Le képi blanc est le symbole du légionnaire dans le monde entier. À l’origine, il s’agissait d’un couvre-képi de couleur kaki comme en portaient toutes les unités qui participaient à la pacification du Maroc. À la Légion, sous la double action du soleil et des lavages répétés, il prit vite un aspect immaculé et devint l’objet de fierté des anciens. Il fera sa première grande apparition officielle à Paris, le 14 Juillet 1939 et son port sera étendu à tous les régiments à la fin de la guerre. Il n’est porté que par les militaires du rang.
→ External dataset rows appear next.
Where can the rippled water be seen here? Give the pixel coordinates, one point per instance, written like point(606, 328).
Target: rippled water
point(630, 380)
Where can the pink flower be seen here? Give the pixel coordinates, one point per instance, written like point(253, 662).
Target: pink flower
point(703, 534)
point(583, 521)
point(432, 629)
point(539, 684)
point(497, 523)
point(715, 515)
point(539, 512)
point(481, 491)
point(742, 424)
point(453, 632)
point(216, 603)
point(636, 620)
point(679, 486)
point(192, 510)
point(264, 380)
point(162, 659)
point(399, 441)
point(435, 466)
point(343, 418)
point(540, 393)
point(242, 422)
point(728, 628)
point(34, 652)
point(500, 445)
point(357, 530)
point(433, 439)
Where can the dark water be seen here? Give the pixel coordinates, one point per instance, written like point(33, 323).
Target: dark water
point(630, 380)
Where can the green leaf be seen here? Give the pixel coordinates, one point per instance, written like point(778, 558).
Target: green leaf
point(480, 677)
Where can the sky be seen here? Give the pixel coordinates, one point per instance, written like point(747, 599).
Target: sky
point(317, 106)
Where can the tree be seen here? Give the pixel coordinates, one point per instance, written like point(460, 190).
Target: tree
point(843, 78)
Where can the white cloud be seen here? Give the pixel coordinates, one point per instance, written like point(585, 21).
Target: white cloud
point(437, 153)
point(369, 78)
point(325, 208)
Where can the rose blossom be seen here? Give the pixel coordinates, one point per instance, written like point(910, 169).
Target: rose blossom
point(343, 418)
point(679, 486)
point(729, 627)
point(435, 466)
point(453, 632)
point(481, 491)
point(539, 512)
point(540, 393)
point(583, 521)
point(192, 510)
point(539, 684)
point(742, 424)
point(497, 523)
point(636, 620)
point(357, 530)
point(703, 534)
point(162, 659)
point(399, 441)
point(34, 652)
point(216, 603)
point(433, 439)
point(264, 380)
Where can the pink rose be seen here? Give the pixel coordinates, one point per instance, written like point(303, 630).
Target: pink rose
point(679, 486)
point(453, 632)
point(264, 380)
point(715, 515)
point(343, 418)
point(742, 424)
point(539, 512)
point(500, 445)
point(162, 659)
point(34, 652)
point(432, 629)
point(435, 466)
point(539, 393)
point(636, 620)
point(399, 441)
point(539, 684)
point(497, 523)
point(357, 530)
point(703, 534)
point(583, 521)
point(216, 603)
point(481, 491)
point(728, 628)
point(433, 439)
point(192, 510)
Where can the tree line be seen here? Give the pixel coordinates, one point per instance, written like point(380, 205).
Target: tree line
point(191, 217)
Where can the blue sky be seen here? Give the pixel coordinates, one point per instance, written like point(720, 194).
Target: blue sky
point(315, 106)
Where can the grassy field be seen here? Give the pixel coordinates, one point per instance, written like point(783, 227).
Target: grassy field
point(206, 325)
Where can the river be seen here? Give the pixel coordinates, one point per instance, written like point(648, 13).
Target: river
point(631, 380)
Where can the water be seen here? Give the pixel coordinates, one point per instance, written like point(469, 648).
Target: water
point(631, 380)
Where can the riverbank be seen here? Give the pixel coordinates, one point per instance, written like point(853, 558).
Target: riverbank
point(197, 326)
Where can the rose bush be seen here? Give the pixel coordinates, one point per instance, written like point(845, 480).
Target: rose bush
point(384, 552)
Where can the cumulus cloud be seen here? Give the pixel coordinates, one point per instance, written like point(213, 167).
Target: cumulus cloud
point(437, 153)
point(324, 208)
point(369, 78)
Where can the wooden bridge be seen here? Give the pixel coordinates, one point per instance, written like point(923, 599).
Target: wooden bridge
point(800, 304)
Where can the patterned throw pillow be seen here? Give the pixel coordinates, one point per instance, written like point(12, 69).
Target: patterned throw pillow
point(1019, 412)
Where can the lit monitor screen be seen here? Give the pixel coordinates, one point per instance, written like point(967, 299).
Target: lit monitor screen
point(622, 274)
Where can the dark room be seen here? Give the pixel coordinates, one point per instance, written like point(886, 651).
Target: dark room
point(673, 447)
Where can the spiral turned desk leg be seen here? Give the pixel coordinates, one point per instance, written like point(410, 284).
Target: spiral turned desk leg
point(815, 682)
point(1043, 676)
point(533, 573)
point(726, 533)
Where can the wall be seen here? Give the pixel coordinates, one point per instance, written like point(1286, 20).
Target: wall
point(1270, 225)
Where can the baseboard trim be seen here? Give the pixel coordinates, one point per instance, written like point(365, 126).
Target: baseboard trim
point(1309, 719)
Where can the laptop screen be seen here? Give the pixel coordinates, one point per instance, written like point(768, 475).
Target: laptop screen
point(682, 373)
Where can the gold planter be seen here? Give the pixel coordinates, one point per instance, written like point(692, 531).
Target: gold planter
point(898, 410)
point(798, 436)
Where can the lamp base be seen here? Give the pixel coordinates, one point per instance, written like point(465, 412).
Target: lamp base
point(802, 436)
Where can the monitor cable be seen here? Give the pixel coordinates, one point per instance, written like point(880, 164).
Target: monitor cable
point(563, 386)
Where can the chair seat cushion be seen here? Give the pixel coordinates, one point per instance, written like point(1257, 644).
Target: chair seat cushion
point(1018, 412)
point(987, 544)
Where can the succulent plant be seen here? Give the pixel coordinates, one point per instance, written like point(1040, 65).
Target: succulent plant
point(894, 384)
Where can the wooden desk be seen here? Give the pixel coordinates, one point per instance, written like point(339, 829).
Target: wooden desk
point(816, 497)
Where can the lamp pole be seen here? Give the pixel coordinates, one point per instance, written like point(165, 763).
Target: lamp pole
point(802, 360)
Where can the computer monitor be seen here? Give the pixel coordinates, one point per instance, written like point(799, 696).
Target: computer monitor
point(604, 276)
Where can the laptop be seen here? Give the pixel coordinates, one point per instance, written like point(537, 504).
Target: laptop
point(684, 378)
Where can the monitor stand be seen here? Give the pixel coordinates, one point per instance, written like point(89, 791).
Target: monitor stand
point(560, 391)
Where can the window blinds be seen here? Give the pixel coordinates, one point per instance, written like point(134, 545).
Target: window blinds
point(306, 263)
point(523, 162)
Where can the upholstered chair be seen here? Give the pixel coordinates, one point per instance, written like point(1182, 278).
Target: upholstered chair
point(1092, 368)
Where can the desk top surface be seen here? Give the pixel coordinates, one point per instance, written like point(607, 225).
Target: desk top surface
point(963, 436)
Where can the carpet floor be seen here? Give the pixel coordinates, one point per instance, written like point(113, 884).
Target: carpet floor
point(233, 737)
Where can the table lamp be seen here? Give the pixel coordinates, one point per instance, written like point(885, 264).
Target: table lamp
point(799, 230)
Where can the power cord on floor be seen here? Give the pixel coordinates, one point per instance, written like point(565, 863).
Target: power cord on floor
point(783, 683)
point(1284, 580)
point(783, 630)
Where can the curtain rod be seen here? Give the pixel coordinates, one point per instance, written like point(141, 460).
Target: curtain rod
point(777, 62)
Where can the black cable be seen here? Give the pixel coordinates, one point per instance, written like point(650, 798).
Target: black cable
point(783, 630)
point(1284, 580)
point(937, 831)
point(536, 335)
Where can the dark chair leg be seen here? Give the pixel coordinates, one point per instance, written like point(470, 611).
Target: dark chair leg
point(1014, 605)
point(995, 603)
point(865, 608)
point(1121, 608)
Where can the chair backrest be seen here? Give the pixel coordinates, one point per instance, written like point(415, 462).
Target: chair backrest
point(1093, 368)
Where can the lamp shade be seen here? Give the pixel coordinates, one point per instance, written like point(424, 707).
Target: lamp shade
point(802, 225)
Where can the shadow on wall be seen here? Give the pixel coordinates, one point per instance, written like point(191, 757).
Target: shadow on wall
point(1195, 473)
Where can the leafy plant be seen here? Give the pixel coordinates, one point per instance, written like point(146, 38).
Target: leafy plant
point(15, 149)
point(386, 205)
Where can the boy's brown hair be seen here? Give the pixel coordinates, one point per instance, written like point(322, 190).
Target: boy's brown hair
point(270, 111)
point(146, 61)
Les sous-officiers portent le képi noir frappé de la grenade à sept flammes.

 

Les épaulettes de tradition

Les épaulettes portées sur la tenue de parade ont pris leur allure définitive, à corps verts et tournantes rouges, dès 1868. Ces couleurs ont été héritées des Suisses de la 2e Légion de 1835. On retrouve ces mêmes couleurs sur les fanions des unités élémentaires. Le port des épaulettes de tradition a été interrompu par périodes et l’usage en a été définitivement rétabli en 1946.

 

La ceinture bleue

À l’origine, c’était un accessoire destiné à protéger le personnel servant Outremer des affections instestinales et elle se portait sous les vêtements. Peu à peu, elle fut portée sur la veste ou sur la capote. La couleur bleue fut retenue et devint le signe distinctif de la Légion.

 

Camerone

Le 30 avril 1863, dans le village de Camerone, au Mexique, soixante-trois légionnaires français, sous les ordres du capitaine Danjou, résistèrent à une armée mexicaine de plus de deux mille hommes. Par leur sacrifice, ils permirent la réalisation de la mission. Depuis, lorsque l’ordre de “faire Camerone” retentit dans des combats, comme un appel au sacrifice certain, pas un légionnaire n’hésite une seconde, si puissante est la valeur de l’exemple donné. Chaque année, ce fait d’armes est célébré de manière solennelle, partout où se trouvent des légionnaires. Il incarne toutes les valeurs fédératrices de la Légion étrangère : le caractère sacré de la mission, la fidélité à la parole donnée ainsi que la communauté de destin choisie et acceptée par les officiers, sous-officiers et légionnaires.